"An education" ? Un film féministe tirant à boulets rouges sur l'archaïque société britannique des années 60. Tout le monde en prend pour son grade, de la nunuche lycéenne percluse d'illusions au père de famille avare comme Harpagon en passant par la prof mal baisée, la dirlo aigrie ou encore le Dom Juan aussi perfide que le renard cherchant à faucher le fromage qui pue au corbeau. La satire, drapée d'une esthétique et de dialogues plutôt agréables, fait mouche. Voir un tel film de nos jours, c'est comme découvrir que nos ancêtres du XIXe siècle se torchaient le derrière avec du papier journal, c'est à la foie choquant et risible. Seulement, "An education" se métamorphose à la fin en "Une fucking lesson de morale pour vous les gonzesses". Ce final est selon moi raté car il jure avec le reste du film et surtout il se révèle tristement niais.

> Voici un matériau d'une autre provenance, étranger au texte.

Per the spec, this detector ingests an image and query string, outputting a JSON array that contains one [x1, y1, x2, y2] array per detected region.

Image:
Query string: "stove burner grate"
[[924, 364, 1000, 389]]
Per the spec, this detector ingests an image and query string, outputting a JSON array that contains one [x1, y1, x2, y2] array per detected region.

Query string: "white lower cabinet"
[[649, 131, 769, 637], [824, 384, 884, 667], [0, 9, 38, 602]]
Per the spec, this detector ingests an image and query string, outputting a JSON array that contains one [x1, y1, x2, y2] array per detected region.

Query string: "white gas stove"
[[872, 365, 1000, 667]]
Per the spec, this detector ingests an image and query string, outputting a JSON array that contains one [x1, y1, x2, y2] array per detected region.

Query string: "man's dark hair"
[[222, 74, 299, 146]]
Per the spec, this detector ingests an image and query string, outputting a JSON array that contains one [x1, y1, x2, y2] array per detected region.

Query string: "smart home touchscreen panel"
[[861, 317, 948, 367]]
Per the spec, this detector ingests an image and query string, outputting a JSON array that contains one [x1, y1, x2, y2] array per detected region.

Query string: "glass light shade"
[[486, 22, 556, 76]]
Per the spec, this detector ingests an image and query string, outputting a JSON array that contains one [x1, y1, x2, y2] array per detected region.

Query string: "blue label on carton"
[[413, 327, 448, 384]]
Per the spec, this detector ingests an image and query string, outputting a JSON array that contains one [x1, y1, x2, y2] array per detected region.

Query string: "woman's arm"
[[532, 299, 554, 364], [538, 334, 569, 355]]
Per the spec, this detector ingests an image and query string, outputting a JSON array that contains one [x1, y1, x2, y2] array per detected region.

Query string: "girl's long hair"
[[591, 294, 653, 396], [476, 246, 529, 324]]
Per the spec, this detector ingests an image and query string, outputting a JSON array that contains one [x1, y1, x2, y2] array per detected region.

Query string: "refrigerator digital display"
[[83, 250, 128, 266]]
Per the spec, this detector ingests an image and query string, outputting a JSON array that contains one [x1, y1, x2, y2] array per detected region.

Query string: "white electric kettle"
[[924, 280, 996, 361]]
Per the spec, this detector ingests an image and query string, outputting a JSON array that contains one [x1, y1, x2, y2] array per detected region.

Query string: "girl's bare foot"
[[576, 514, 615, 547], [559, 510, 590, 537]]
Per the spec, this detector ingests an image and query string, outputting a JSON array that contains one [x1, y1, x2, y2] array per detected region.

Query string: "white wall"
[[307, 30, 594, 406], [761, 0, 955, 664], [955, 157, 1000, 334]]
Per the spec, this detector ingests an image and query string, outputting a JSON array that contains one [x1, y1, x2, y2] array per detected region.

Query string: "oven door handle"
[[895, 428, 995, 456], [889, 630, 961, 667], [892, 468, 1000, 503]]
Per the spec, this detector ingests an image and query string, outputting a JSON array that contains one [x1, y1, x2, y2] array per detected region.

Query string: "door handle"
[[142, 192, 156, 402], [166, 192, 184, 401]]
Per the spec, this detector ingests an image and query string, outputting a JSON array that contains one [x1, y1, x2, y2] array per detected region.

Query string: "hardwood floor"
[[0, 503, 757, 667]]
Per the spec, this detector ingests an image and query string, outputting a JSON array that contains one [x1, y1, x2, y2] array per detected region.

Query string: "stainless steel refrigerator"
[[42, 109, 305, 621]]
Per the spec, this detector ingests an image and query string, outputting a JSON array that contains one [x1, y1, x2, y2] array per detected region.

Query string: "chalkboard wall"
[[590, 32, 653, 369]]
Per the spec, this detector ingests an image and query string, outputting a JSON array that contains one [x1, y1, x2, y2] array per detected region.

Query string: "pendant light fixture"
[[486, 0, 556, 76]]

Mais bon, vous pouvez toujours faire comme certains avec "Titanic" et arrêter le visionnage 10 mn avant la fin...
Un excellent film inspiré d'une histoire vraie qui restitue parfaitement l'ambiance des années 60 et la place de la femme durant cette décennie. C'est émouvant, bien joué et avec de belles musiques anciennes!
Une histoire dans les années 60 qui aurait autant sa place aujourd'hui. A 16 ans, comment se projeter sur son avenir brillant de futur étudiante à Oxford, quand soudainement l'âge nous rappelle à l'ordre d'une envie amoureuse. Un scénario avec de brillants acteurs, qui n'est pas dans la caricature et nous laisse dans un décor presque parfait.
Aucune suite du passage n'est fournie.